Use row reduction to show that the determinant is equal to this variable.

Question

Show determinant of: \begin{pmatrix}1&1&1\\a&b&c\\a^2&b^2&c^2\end{pmatrix}

is equal to $(b - a)(c - a)(c - b)$

I'm not sure if you can use squares or square roots hmmm.. please help me. I'm sure it's a simple question. Much appreciated.

Answer 1

We see immmediatley that the determinant is a polynomial in $a,b,c$, homgenous of degree $3$. And if $a=b$ or $b=c$ or $c=a$, two columns are identical and make the determiniant zero.

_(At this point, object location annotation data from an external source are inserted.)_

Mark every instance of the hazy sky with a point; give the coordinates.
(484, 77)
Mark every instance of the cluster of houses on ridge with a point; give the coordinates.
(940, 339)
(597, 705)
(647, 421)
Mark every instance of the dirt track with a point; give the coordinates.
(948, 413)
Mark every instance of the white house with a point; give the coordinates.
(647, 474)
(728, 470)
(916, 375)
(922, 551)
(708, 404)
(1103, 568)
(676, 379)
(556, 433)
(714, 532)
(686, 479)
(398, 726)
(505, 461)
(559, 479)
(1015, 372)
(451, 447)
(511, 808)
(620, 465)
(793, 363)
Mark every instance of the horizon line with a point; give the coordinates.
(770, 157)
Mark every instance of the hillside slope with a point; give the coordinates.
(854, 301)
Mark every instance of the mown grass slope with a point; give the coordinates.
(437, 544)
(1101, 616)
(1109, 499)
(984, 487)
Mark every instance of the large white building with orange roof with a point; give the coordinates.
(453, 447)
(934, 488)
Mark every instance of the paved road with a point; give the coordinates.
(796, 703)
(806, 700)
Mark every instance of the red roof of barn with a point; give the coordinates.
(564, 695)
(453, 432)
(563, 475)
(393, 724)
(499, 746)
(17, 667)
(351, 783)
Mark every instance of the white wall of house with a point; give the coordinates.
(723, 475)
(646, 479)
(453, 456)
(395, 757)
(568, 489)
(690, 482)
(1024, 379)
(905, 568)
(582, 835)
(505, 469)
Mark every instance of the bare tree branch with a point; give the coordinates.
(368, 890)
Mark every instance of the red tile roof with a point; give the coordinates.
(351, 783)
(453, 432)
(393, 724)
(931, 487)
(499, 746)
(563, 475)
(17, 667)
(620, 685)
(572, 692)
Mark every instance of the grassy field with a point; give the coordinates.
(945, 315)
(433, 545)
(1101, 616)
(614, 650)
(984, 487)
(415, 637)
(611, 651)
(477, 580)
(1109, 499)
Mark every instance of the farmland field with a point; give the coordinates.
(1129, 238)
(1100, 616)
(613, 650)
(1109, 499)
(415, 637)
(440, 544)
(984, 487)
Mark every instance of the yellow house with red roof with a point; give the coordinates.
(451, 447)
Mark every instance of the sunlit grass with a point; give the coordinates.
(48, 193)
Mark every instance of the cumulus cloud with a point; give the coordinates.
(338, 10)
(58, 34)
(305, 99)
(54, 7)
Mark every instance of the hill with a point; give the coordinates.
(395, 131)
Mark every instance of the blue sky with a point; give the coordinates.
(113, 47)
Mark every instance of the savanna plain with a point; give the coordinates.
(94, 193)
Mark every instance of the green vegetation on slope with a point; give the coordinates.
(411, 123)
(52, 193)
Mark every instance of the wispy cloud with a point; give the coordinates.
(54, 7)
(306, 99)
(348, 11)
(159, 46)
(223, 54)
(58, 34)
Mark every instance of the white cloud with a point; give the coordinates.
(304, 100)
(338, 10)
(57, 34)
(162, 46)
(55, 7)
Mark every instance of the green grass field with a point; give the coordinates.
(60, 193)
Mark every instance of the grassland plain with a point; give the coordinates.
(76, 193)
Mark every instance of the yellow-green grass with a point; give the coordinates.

On the other hand, if $a,b,c$ are pairwise distinct, the determinant must be nonzero as any vanishing linear combination of rows would result in a quadratic polynomial having three roots $a,b,c$. If these arguments are not convincing enough, just employ Gauss's algorithm: $$\begin{align}\det\begin{pmatrix}1&1&1\\a&b&c\\a^2&b^2&c^2\end{pmatrix} &=\det\begin{pmatrix}1&1&1\\0&b-a&c-a\\0&b^2-a^2&c^2-a^2\end{pmatrix}\\ &=\det\begin{pmatrix}1&1&1\\0&b-a&c-a\\0&0&c^2-a^2-(b+a)(c-a)\end{pmatrix}\\ &=(b-a)\cdot(c^2-a^2-(b+a)(c-a))\\ &=(b-a)(c-a)(c+a-(b+a))\\&=(b-a)(c-a)(c-b) \end{align} $$

Answer 2

The determinant of such a matrix is a third-degree homogeneous polynomial in $a,b,c$ that vanishes when $a=b,a=c$ or $b=c$, hence: $$ \det M = K (b-a)(c-a)(c-b) $$ for some constant $K$. To find the value of such a constant, it is sufficient to compute the determinant of $V$ for $(a,b,c)=(1,2,3)$, for instance.

Answer 3

Subtracting $\DeclareMathOperator{Col}{Col}\Col_1$ from $\Col_2$ and $\Col_3$ gives $$ \begin{pmatrix} 1 & 0 & 0 \\ a & b-a & c-a \\ a^2 & b^2-a^2 & c^2-a^2 \\ \end{pmatrix} = \begin{pmatrix} 1 & 0 & 0 \\ a & b-a & c-a \\ a^2 & (b+a)(b-a) & (c+a)(c-a) \end{pmatrix} $$ The determinant is then \begin{align*} (b-a)(c+a)(c-a)-(c-a)(b+a)(b-a) &=(b-a)(c-a)(c+a-b-a) \\ &=(b-a)(c-a)(c-b) \end{align*} Of course, if you'd rather use row operations then you could consider the transpose and use the fact that $\det(A^\top)=\det(A)$.

Answer 4

Just expand over the first row. Call your matrix A.

|A| = $1(bc^2-cb^2) - 1(ac^2-ca^2) + 1(ab^2-ba^2)$

Show that it is equivalent to (b-a) etc.